Remember, I have as requirement in my bussiness logic that I didn't know what fields could have a Address at beginig so I need to inject the fields on the fly. I use Address as example but this behavior can be used for any entity.
Thanks in advance
I think that your request is similar to a collection in a form (Doctrine2 documentation).

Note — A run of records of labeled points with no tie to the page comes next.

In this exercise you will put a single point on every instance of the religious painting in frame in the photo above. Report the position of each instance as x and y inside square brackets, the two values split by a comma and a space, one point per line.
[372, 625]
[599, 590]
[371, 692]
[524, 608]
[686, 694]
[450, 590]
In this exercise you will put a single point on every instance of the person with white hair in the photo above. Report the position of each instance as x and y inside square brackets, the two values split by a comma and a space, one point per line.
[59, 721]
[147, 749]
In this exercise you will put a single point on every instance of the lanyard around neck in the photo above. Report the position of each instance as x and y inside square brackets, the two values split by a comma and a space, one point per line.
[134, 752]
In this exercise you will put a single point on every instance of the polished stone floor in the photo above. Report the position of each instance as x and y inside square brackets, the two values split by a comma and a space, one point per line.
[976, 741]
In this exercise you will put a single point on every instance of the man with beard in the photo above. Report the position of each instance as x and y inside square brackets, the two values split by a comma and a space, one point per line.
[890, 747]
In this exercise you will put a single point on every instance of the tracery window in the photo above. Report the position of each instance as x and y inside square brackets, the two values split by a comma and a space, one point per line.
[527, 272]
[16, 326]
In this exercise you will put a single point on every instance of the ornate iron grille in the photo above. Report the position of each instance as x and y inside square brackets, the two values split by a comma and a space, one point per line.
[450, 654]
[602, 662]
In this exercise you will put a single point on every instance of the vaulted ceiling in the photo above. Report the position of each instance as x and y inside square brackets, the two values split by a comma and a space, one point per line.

In the documentation, a collection of Tags entities with name property) is linked to a Task entity. In your case, the entity AddressFieldValue will have the field and content properties and the collection of AddressFieldValue entities will be added to Address entity.
So, by using this documentation and replacing Task by Address and Tag by AddressFieldValue it should works.